At some point, I had to accept that I was peeing all over myself when I coughed. I’d had some issues with what was described to me as “stress urinary incontinence” back in January when I was sick-or-not. I was coughing so hard one night that I had to clean off the car seat when I got home. So I sucked it up then and bought some little pee-absorbing panty liners, which were sufficient. I’ve tried the Kegel exercises and I think my personal trainer said some of what we do will help. But currently, the coughing has been so significant and prolonged, I found myself progressing to actual incontinence pads. So here I am coughing and peeing, and the sounds and smells of unwellness and urine took me right back to that nursing home. Right back to every nursing home I’ve visited since. Not only is it rare that I get sick, but it’s rare that I get sick in a way that my body doesn’t find a way to kick it. This sickness has me feeling like I might die. This sickness has me feeling defeated, and gross, and sleeping in a separate bedroom for the last couple of weeks because I cough day and night and keep anyone nearby awake. (Bright side for guests who have slept in that room previously: it’s very hot in there, I found out, so we’ve now installed a ceiling fan, and I’ll be rearranging the furniture so the bed goes underneath the AC vent.)
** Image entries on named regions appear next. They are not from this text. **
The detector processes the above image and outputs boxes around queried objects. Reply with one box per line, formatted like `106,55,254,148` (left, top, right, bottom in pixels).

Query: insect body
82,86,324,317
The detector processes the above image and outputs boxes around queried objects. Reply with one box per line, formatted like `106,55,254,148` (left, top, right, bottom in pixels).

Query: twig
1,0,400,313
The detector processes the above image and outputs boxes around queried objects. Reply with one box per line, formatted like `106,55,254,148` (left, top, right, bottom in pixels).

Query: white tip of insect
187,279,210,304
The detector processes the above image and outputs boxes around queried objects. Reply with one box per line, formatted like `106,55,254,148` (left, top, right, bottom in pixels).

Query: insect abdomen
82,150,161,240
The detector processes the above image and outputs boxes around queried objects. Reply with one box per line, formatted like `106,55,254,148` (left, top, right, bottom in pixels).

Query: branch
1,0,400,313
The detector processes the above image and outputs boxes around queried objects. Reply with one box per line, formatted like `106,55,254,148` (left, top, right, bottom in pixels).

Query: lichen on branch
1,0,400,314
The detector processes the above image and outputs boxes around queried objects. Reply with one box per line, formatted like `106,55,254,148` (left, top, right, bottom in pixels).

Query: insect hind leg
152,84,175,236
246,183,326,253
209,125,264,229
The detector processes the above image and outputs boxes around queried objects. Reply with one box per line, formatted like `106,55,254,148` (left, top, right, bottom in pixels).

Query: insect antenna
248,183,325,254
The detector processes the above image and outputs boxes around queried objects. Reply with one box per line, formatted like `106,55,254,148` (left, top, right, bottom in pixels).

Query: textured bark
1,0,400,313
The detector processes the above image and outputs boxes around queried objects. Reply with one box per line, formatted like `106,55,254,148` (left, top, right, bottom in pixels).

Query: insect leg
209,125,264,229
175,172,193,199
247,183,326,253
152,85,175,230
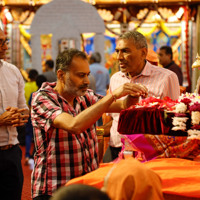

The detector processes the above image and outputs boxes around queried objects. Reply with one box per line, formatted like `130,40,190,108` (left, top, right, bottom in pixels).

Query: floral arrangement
131,97,176,111
172,93,200,139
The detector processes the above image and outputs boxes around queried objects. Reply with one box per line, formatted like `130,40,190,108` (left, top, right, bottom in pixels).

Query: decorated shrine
0,0,200,91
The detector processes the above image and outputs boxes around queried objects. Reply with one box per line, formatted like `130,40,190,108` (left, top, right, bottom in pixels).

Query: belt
0,144,15,151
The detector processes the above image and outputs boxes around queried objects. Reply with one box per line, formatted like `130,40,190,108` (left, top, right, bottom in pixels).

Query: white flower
175,102,187,113
191,111,200,124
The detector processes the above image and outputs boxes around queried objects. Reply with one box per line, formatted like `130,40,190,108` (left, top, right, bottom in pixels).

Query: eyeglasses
0,38,9,47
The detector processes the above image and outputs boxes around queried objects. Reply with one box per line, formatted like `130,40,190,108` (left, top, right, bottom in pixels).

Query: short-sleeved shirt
31,82,102,198
110,61,180,147
0,60,28,146
165,61,183,85
90,63,110,96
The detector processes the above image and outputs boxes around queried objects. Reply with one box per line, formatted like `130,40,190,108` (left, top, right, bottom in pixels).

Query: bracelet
110,90,117,102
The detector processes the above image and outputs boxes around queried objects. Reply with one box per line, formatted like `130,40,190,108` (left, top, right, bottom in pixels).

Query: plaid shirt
31,83,102,198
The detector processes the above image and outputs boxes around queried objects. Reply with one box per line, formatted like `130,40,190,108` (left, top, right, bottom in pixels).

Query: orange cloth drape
66,158,200,198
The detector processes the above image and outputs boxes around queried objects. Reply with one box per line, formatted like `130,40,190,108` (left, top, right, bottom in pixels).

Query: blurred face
0,30,8,59
158,49,171,67
115,39,147,77
64,57,90,97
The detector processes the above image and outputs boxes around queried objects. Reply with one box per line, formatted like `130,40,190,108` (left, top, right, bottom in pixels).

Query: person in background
158,46,183,85
43,59,57,82
103,31,180,162
24,69,38,165
24,69,38,105
89,52,110,126
88,74,96,92
146,48,159,66
31,49,147,200
89,52,110,96
0,29,29,200
25,74,47,166
50,184,110,200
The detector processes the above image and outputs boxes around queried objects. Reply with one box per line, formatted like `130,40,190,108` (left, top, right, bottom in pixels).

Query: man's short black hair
56,48,87,72
28,69,38,80
45,59,54,69
90,52,101,63
35,74,47,88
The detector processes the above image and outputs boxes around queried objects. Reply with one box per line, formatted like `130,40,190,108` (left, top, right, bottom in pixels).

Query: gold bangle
110,91,117,102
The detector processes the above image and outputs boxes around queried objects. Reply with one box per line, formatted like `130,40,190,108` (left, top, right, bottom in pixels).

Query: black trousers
103,146,122,163
0,145,24,200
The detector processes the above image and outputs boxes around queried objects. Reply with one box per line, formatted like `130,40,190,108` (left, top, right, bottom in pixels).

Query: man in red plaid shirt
31,49,147,200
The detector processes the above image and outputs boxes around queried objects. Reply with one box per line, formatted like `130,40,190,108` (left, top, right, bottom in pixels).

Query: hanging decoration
40,34,52,64
20,35,32,56
19,24,31,40
184,6,191,91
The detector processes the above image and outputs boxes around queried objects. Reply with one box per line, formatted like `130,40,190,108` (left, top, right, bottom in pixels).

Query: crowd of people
0,26,186,200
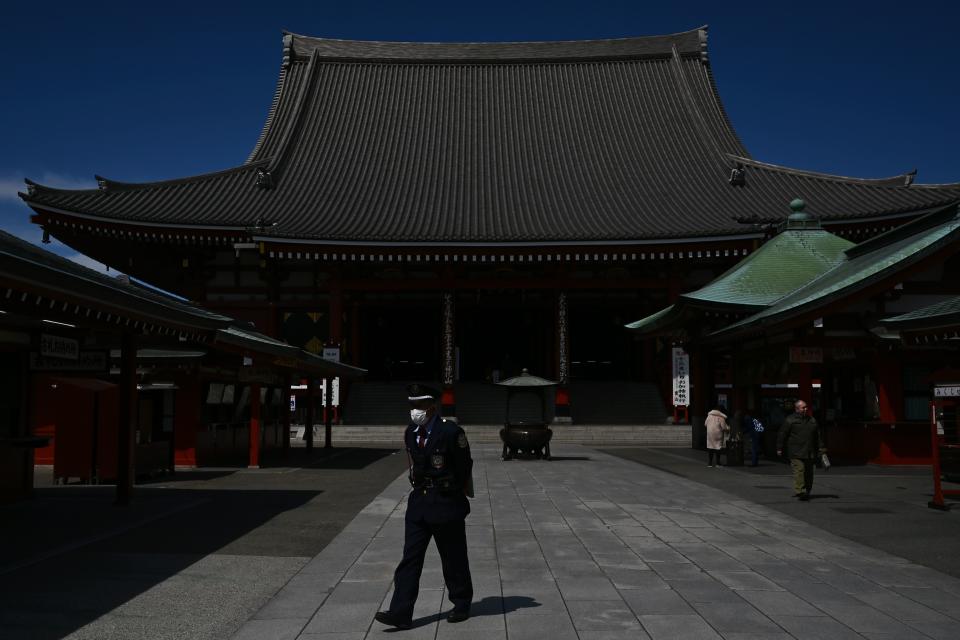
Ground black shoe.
[447,609,470,622]
[373,611,411,629]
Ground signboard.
[30,351,109,373]
[40,333,80,360]
[790,347,823,364]
[673,347,690,407]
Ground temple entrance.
[456,291,556,382]
[568,294,643,380]
[359,295,441,381]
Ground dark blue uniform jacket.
[403,416,473,524]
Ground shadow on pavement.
[404,596,541,631]
[0,448,405,640]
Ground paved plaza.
[233,445,960,640]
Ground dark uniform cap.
[407,384,440,402]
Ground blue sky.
[0,0,960,268]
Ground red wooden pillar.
[350,301,360,364]
[303,378,313,451]
[688,347,713,449]
[173,368,203,467]
[873,353,903,424]
[280,376,290,456]
[327,287,343,347]
[553,291,573,424]
[248,382,260,469]
[797,363,813,402]
[116,331,137,505]
[323,374,333,449]
[440,291,457,420]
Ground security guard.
[375,384,473,629]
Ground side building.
[22,27,960,424]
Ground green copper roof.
[711,206,960,337]
[681,229,854,307]
[623,304,680,332]
[880,296,960,329]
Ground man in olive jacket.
[777,400,820,501]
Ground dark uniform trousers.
[390,418,473,619]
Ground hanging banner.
[673,347,690,407]
[318,378,340,407]
[790,347,823,364]
[933,385,960,398]
[30,351,110,373]
[40,333,80,360]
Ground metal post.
[323,376,333,449]
[280,376,290,456]
[304,378,313,451]
[116,331,137,506]
[247,382,260,469]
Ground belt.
[412,478,457,491]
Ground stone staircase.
[456,382,553,425]
[333,380,691,447]
[343,382,426,426]
[570,380,667,425]
[322,424,690,447]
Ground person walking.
[740,409,764,467]
[704,406,730,467]
[374,384,473,629]
[777,400,822,501]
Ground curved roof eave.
[283,25,708,63]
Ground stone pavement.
[234,445,960,640]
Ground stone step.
[316,424,690,446]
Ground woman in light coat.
[704,407,730,467]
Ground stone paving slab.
[234,444,960,640]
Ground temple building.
[627,200,960,464]
[22,27,960,424]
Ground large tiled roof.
[0,231,366,378]
[18,28,960,244]
[880,296,960,331]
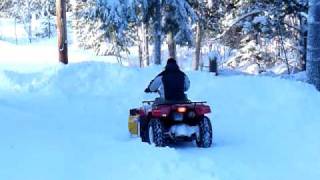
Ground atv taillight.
[177,107,187,113]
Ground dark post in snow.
[154,0,161,64]
[307,0,320,90]
[56,0,68,64]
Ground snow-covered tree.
[307,0,320,90]
[162,0,198,57]
[72,0,134,56]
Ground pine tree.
[73,0,134,57]
[163,0,197,57]
[307,0,320,90]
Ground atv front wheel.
[148,119,165,147]
[196,116,212,148]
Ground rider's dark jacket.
[148,60,190,101]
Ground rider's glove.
[144,87,151,93]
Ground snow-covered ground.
[0,18,320,180]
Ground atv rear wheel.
[147,119,165,147]
[196,116,212,148]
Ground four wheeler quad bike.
[128,101,212,148]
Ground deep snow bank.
[0,62,320,180]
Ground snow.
[0,18,320,180]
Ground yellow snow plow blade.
[128,115,139,135]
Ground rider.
[144,58,190,102]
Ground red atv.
[129,101,212,148]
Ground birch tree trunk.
[142,23,150,66]
[26,0,32,43]
[56,0,68,64]
[167,31,176,59]
[192,21,202,71]
[138,22,150,67]
[154,0,161,65]
[307,0,320,90]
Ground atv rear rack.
[142,100,207,105]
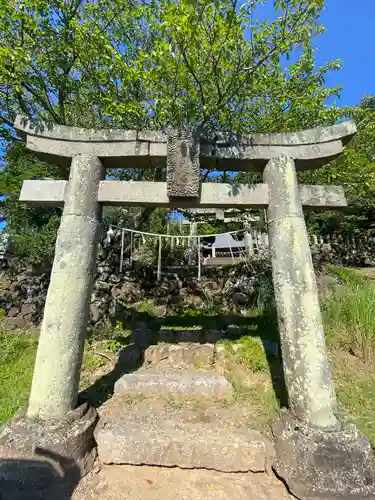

I realize it’s only coincidence that I happened to get this sick right around my 50th birthday. Turning 50 itself didn’t matter much to me. But watching Netflix while possibly dying of COVID cough and seeing ads for all the new vaccines I’ll be asked to get in this new half century of my life (hello, shingles and pneumococcal) really explained to me that I am no longer in the “young and healthy” bracket. Possibly, I’ll be healthy again. Or healthier. But I’m sure as shit not young, even if I seem like it sometimes because I’m fun. I do believe that age is only a number – to an extent. But this number has moved me into a different bracket and arrived while I am being taken down by a fucking cough and unable to control my bladder.
I know some of you will read this with eyes and years much older than 50 and laugh at what I have yet to discover. I get it. I don’t even know why I think this is blog-worthy other than maybe because misery loves company. So whether I find comfort in sharing my misery or you find comfort in reading it – here it is. And if you find yourself surprised by a cough that turns into something even less pleasant…just suck it up and get the pads. It beats being afraid to stand up and look behind you.